Plasmids, on the other hand, are extrachromosomal DNA replicons. They are replicating and acquiring/losing genetic material independently of the chromosome and can be present in high copy numbers. Plasmids can be vertically or horizontally transferred. The number of plasmids of a bacterium varies a lot (0 to 30+), and can vary within a species. They can carry virulence genes and genes which can give selective advantages. Plasmids generally have much smaller circular genomes (1 to over 400 Kbp). It should be noted that they are under-represented in databases, meaning that they are often ignored during the assembly/sequencing process and thus not present in all reference sequences, even if they could otherwise have been there.

Besides plasmids, bacteriophages (or phages) are also important extrachromosomal (and sometimes chromosomally integrated) genetic material associated with bacterial genomes.
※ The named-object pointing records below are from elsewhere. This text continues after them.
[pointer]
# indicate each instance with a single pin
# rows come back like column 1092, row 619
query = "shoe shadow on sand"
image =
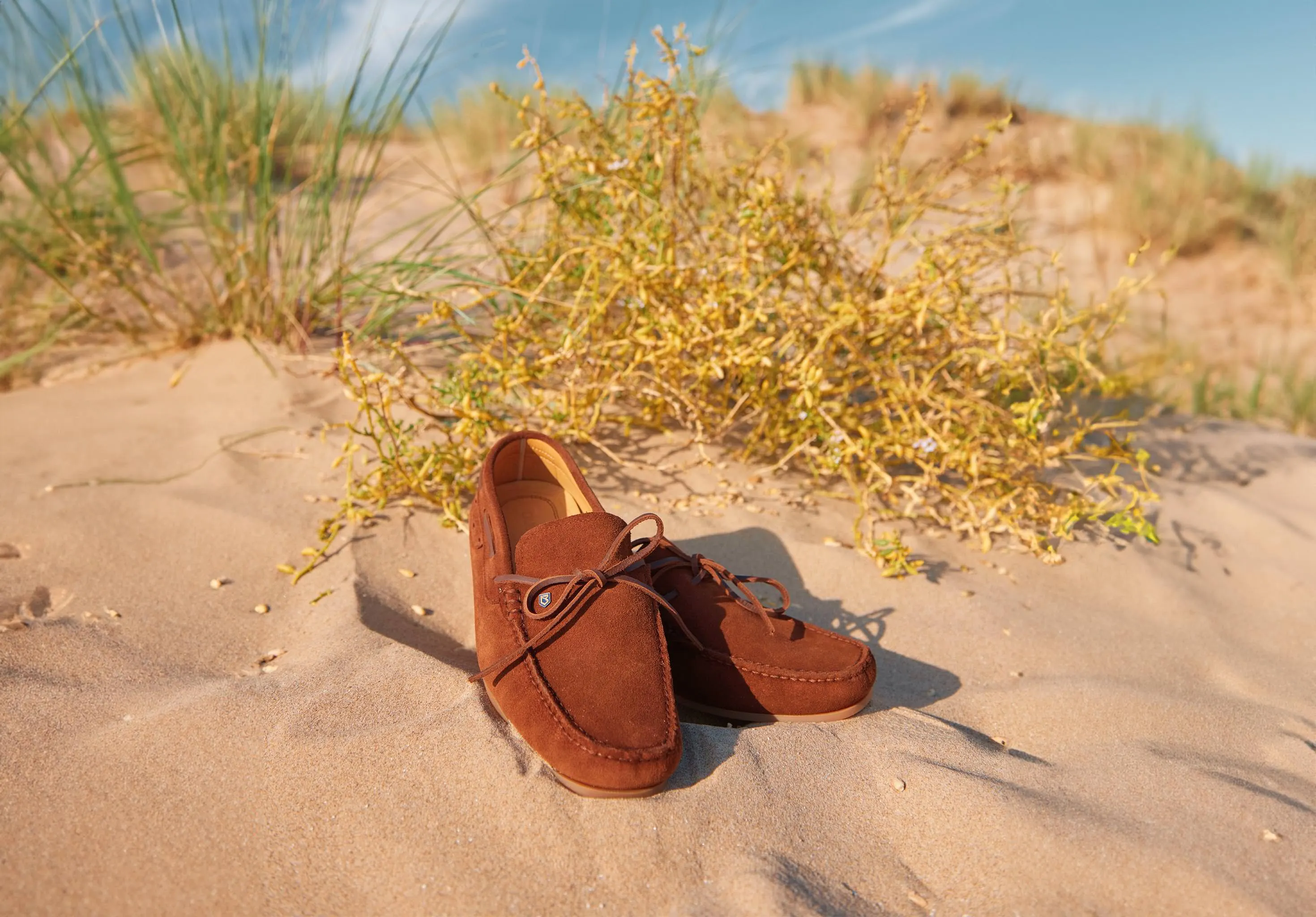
column 390, row 617
column 902, row 682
Although they are not considered as part of the genome, and therefore part of reference sequences, if they are not integrated in the host cell genome. Bacteriophages are dsDNA viruses of small size that infect bacteria. As phages have mostly dsDNA genomes, they are also well suited for the recovery using standard aDNA techniques. They can be found everywhere and carry gene sets of diverse size and composition. They enter the cytoplasm of bacteria, where they can then replicate. There are a huge number of phages, and some are specific to certain bacterial genera or species, which can be useful for identifying taxa or phylogenetic clades. When bacteriophage genomes integrate into the host cell chromosomal genome (e.g. through horizontal gene transfer) or exist as a plasmid within the bacterial cell, they are called prophages. They can make up a large fraction of the pan-genome of plastic species.

4.3 Sampling & Sequencing

For ancient DNA samples, screenings for organisms of interest is usually performed on “shotgun” sequencing data, which can then be either further gnomically analysed following species identification or the library will be enriched for organisms identified during screening. Prior to sequencing, laboratory workflows, and particularly library building setups, can have a major impact on your final output (e.g. if you are interested in RNA/ssDNA viruses but have dsDNA libraries).

Each pathogen is subject to tissue tropism, meaning that each species will have a range of cells or tissue types it will preferentially or exclusively proliferate and replicate in. This phenomenon is called tissue tropism. In some instances, the pathogen can also become latent within said tissues, meaning it will remain within the host tissue without causing disease. Organisms which cause bacteremia or viremia, meaning they are present in the bloodstream, will not be as restricted and are generally considered easier to detect. Although this can be limited by the disease phenotype or the stage of infection (e.g. Haemophilus influenzae).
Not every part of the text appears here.